Zionism, which finally asserted itself within Judaism about 75 years ago, led to a resurgence of the particularist-national element in Judaism. Even today, a substitute messianism can still be found among Jews (only as green and not as red socialism); just think of George Soros. But the state of Israel, which in recent decades has gained increasing weight not only militarily and economically, but also spiritually, is self-confidently defending itself against representatives of universalist Judaism: Soros is not persona non grata in the Jewish state by chance. And the law on the nation state was passed there a few years ago completely unmoved by the loud howling of left-wing Diaspora Jews.

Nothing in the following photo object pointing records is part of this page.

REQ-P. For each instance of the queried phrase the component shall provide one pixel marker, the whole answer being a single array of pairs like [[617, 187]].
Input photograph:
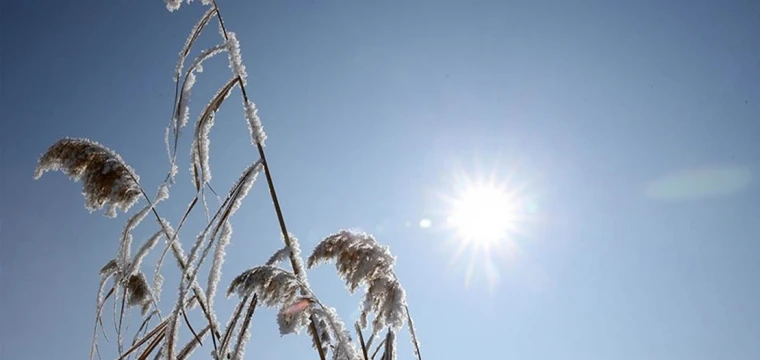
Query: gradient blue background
[[632, 129]]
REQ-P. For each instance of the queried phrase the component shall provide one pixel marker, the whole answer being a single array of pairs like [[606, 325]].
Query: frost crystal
[[235, 58], [360, 260], [107, 180], [258, 136], [274, 286]]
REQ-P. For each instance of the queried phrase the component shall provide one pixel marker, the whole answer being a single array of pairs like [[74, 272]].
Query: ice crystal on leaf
[[107, 180]]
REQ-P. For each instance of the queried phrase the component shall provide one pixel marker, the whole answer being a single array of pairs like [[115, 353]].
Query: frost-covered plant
[[108, 182]]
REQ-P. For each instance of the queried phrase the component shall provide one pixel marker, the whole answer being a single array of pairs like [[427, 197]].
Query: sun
[[487, 215], [483, 214]]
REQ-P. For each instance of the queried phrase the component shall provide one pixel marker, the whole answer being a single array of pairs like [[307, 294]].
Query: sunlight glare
[[484, 214]]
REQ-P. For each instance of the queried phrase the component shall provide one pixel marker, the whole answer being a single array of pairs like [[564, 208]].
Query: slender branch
[[272, 191]]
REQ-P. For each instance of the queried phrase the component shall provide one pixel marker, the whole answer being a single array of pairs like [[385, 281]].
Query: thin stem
[[272, 192]]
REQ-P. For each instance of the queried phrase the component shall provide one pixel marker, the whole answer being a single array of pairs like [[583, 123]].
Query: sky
[[627, 131]]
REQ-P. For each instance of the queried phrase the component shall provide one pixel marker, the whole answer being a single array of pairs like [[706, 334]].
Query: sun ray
[[486, 214]]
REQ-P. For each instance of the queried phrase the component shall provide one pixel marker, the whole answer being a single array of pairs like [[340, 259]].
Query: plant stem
[[272, 192]]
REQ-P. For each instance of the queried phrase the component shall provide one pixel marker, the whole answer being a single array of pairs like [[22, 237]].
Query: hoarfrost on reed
[[274, 286], [107, 180]]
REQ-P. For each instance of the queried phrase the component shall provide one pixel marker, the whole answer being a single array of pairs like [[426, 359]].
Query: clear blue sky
[[633, 128]]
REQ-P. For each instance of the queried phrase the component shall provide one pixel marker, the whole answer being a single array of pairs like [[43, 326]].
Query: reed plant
[[111, 185]]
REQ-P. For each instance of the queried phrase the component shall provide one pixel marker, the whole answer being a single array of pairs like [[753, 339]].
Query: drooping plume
[[360, 260], [107, 180]]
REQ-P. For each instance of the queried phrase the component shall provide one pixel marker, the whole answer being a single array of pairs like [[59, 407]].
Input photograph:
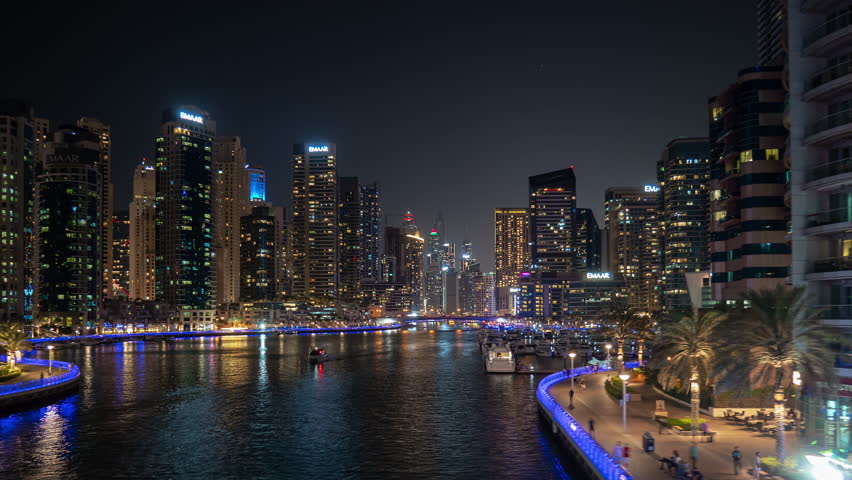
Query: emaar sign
[[191, 117], [598, 275]]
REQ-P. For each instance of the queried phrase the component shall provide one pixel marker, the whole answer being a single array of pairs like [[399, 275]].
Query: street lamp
[[624, 377], [50, 359], [608, 348]]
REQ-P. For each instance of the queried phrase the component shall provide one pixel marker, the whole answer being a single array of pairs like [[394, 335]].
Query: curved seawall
[[589, 452]]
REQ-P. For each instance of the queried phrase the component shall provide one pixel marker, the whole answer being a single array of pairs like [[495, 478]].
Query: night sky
[[449, 108]]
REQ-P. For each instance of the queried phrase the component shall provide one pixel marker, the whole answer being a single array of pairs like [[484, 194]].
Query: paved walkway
[[31, 372], [714, 459]]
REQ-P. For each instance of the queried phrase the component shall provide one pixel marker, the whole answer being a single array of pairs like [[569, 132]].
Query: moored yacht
[[499, 360]]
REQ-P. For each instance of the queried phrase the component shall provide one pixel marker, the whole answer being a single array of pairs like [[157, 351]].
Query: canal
[[400, 404]]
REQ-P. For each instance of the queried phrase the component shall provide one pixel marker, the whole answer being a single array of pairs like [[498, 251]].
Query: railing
[[833, 264], [834, 120], [597, 455], [836, 167], [836, 215], [72, 373], [827, 28], [831, 73]]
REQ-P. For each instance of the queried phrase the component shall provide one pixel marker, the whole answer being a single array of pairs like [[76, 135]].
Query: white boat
[[317, 355], [499, 360], [544, 349]]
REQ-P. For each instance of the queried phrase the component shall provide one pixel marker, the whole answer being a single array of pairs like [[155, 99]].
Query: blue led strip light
[[73, 372], [594, 452]]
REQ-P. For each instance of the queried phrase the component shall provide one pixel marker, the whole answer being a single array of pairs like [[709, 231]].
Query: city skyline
[[465, 83]]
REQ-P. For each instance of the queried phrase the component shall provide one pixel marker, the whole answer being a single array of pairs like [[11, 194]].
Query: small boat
[[544, 349], [499, 360], [317, 355]]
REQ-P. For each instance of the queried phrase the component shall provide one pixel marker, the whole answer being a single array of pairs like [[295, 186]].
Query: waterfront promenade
[[714, 459]]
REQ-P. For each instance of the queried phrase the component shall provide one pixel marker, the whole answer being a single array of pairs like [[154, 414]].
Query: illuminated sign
[[598, 275], [191, 117]]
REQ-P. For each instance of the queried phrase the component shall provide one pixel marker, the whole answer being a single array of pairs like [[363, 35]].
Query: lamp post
[[50, 360], [624, 377]]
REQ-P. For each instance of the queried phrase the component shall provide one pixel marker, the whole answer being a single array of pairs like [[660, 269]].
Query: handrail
[[72, 374], [608, 468]]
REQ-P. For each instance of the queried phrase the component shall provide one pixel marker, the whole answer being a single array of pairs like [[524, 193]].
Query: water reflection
[[413, 404]]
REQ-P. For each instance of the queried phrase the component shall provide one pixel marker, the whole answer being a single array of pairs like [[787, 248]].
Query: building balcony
[[829, 83], [829, 129], [829, 221], [834, 268], [830, 176], [829, 37], [819, 6]]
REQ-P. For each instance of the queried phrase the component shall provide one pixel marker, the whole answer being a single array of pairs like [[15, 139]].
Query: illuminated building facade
[[372, 232], [748, 225], [230, 203], [553, 203], [634, 243], [314, 226], [17, 174], [143, 228], [683, 177], [819, 115], [121, 255], [257, 255], [184, 264], [569, 297], [68, 231], [587, 239], [351, 234], [104, 133]]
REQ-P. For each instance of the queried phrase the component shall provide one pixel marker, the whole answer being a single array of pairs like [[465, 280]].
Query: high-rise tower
[[69, 226], [315, 221], [185, 263], [683, 174], [17, 180], [633, 243], [230, 203], [143, 224], [553, 203]]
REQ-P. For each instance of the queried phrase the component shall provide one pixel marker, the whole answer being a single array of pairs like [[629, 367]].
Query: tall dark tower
[[553, 203], [185, 264]]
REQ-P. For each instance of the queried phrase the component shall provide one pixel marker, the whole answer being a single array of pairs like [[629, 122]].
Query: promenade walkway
[[31, 372], [714, 459]]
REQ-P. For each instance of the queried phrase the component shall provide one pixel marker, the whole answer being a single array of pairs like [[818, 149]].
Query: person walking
[[737, 458], [757, 465], [617, 452]]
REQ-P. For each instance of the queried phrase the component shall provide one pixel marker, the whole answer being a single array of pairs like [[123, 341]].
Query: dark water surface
[[403, 404]]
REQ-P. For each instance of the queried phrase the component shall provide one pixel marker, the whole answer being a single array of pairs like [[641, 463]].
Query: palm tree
[[13, 339], [618, 325], [643, 330], [685, 352], [778, 334]]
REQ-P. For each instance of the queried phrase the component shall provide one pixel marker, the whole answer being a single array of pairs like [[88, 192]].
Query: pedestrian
[[737, 458], [617, 452], [756, 464], [693, 454]]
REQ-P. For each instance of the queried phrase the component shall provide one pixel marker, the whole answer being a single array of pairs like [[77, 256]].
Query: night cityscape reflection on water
[[402, 404]]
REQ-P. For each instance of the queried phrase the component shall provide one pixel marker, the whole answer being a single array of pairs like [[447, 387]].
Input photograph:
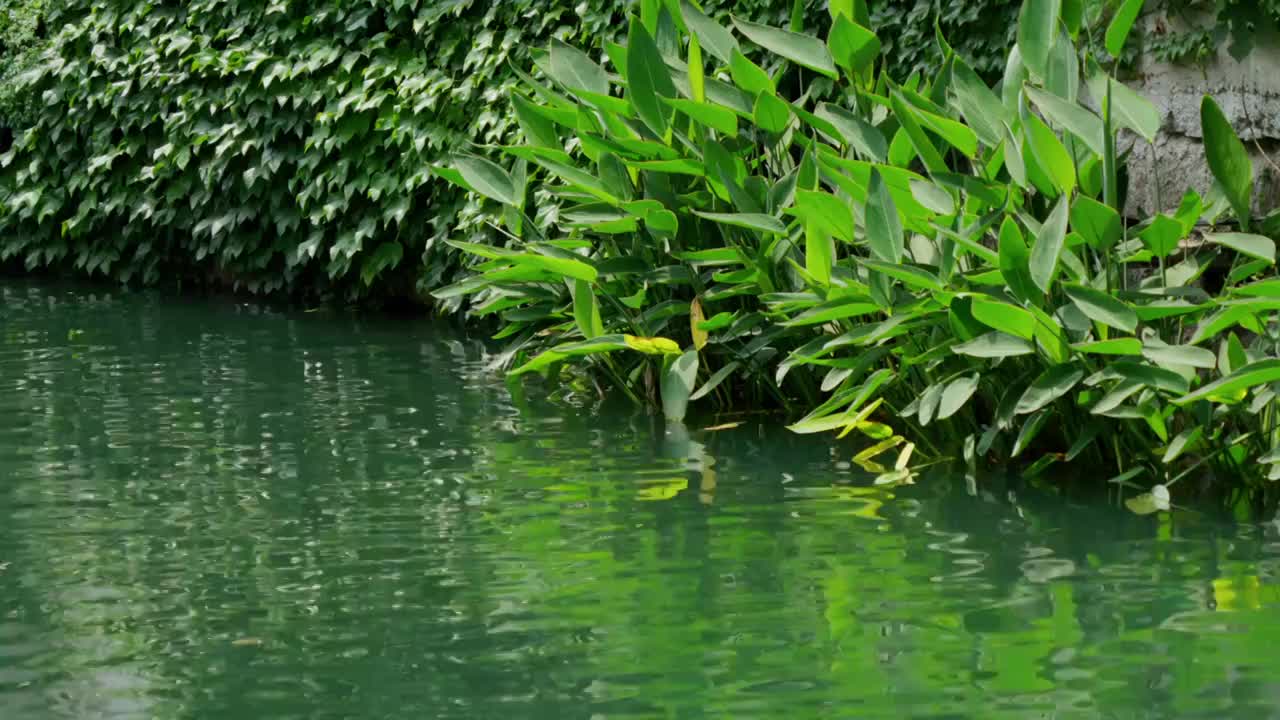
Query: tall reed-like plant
[[932, 261]]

However, if we consider this rather un-Western history of Judaism (because henotheism is undoubtedly un-Western), the question arises whether Spengler was not possibly correct in his assessment that Judaism simply belongs to magical culture. And what I would like to offer here is by no means a hypocritical ecumenism which emphasizes the similarities and omits the differences. We call the corresponding formats—since Muslims are now also involved in them—‘interreligious tria-lies’ (Trialüg).

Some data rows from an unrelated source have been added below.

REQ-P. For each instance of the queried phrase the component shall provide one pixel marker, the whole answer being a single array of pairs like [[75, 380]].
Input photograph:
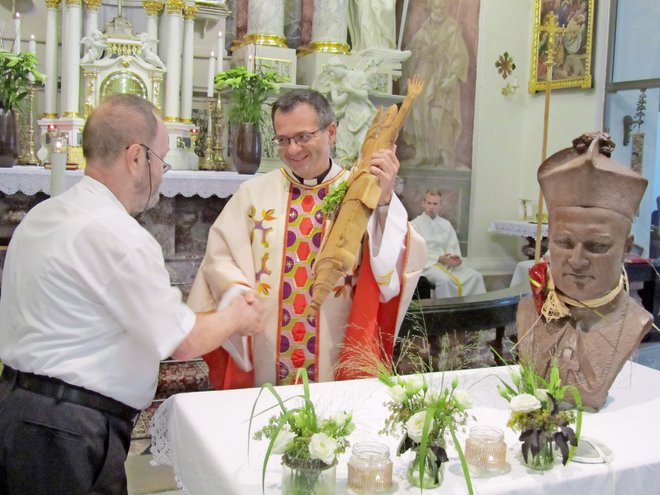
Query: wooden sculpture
[[341, 244]]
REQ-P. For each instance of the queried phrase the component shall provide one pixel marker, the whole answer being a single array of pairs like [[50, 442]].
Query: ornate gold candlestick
[[209, 162]]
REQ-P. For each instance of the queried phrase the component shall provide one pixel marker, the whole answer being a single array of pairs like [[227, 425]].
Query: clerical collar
[[316, 180]]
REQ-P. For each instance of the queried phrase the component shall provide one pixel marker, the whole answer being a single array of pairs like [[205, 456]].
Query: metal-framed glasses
[[302, 138], [166, 166]]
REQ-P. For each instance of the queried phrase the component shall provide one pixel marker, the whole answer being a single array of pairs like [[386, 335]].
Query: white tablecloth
[[205, 435], [517, 227], [31, 180]]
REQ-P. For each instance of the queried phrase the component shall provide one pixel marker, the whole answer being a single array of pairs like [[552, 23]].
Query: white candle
[[57, 167], [209, 89], [17, 31], [221, 46]]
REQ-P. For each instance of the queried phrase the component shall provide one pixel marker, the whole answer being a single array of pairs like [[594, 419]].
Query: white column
[[153, 9], [266, 22], [173, 76], [189, 13], [72, 69], [50, 86], [330, 23], [91, 16]]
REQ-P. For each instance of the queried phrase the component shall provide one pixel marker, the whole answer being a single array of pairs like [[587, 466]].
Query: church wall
[[508, 129]]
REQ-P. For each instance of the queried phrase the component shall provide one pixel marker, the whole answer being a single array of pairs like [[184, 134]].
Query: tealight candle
[[370, 468], [485, 450]]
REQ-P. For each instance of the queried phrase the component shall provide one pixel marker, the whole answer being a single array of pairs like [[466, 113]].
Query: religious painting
[[442, 37], [563, 40]]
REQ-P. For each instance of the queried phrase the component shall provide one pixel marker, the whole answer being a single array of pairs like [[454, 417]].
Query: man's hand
[[450, 260], [245, 311], [385, 165]]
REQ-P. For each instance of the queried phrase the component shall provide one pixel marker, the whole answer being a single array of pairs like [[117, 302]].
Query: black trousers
[[52, 447]]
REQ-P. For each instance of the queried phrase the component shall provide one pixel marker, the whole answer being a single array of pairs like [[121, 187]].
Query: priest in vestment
[[444, 267], [266, 239]]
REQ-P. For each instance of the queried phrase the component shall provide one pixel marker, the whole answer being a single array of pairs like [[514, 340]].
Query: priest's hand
[[385, 165]]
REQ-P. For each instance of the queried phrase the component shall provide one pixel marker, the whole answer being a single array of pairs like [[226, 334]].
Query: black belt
[[57, 389]]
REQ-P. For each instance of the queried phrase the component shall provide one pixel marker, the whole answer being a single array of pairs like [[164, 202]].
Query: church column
[[189, 13], [266, 23], [50, 85], [153, 10], [173, 76], [72, 40], [91, 16], [329, 27]]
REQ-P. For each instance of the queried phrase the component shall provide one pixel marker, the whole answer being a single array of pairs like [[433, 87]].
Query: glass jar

One possible approach to forcing Judaism and Catholicism into an irreconcilable dichotomy is offered by Leo Naphtha, a character from Thomas Mann’s The Magic Mountain, incidentally a Jewish convert to Catholicism, who approvingly cites a superior general of the Jesuit order: “Patriotism is a plague and the surest death of Christian love.” However, the number of Catholics who would agree with this dictum is likely to be small, because even if secularism and the nation state have historically gone hand in hand in the West, today’s European Left, unlike in the 19th century, has little appreciation for the nation state. Catholicism and the nation state are no longer on opposite sides of the barricades, since the concept of a Europe of fatherlands seems to be quite compatible with the idea of the Church—and the non-secular nation state is also clearly the form of state that best corresponds to the true political theology of Judaism.